Some Cognative Dissonance on Boredom

The Atlantic has posted a Special Report:  How Genius Works.  Tim Burton writes,
“I don’t sit down and try to draw a character. I attempt to reserve some time each day for myself to sit and do nothing—stare off into space or doodle or whatever--just be in my own head. That time is very precious for me, and sometimes the characters will strike me in these quiet moments.”
Novelist T.C. Boyle claims,
In the old days, the days of this artifact, I would have retyped this page during the following day’s work, incorporating the changes you see here and feeling my way. When the novel was completed, I would make additional notes and then type a clean final draft. In the case of The Tortilla Curtain, which weighs in at 355 finished pages, this process would have occupied the better part of a month (producing, along the way, countless eraser shreds and dribbles of Wite-Out). Now I’m able to accomplish the same thing in three or four days.

Still, there was a pleasant rhythm to those hard-typing times, during which I would neatly stack up 10 to 12 finished pages daily, the whole business accumulating in a very satisfying way before I headed off to stroll through the woods or quaff a drink or two at the local bar. It was restful. Contemplative. Deeply satisfying. And let me tell you—and this is no small consideration—back then, I had the strongest fingers in the world.
 Meanwhile, Google chairman Erick Schmidt claims,
"You're never lonely, you're never lost, you're never bored, and you're never out of ideas," Schmidt said. "It's all because of our ability to understand what you care about, get relevant information to the devices you carry around, and use supercomputers in the cloud to process all that data."  (HT @coralhei)
Schmidt seems to be saying that "never bored" means that one will never be "contemplative" or "sit and do nothing—stare off into space."  People might have have plenty of "relevant information" and they may never be "out of ideas," but I'm not sure that they will be creative.

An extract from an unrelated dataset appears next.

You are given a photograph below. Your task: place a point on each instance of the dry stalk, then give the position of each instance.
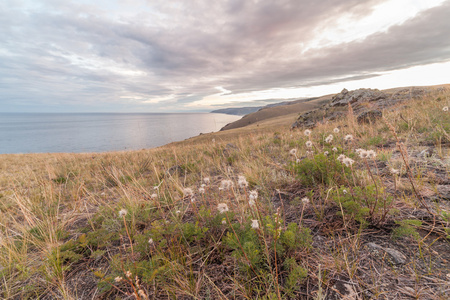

Writing in Slate, Matt Feeney asserts "defending boredom seems stern and unsympathetic, like a Depression-born mom impatient with her complaining children" before asserting,
But the depression-era parent urged a kind of stoicism, bearing-up against fake or minor suffering as a moral lesson of childhood. For today's middle-agers, relishing the image of a teenager thrown into fidgets by a dead cellphone, boredom is not merely fake suffering. It's important in its own right, a state of latent fertility. It leads to creativity. The contemporary defender of boredom is not a stoic. She's a graying humanist, the martinet as art teacher.
Feeney does a good job of making boring sound, well, boring albeit necessary.  It's the necessary element that I find most important.  Every day I hear a student say "reading is boring." By extension,they are implying that boredom is something to be avoided at all costs.  Roger Ebert looks at that fact and is as frightened as I am.  He's a bit more poetic, however.
I learn that he average American teenager spends 17 minutes a weekend in voluntary reading. Surely that statistic is wrong. Do they mean reading of "serious" novels? I would certainly count science fiction, graphic novels, vampires, Harry Potter, newspapers, magazines, blogs--anything. Just to read for yourself for pleasure is the point. Dickens will come later, Henry James perhaps never.
At the end of the day, some authors will endure and most, including some very good ones, will not. Why do I think reading is important? It is such an effective medium between mind and mind. We think largely in words. A medium made only of words doesn't impose the barrier of any other medium. It is naked and unprotected communication. That's how you get pregnant. May you always be so.
The best times to read are when one is "bored," "lonely" and "lost," at least metaphorically.  It's those times that make one open to true communication and great ideas.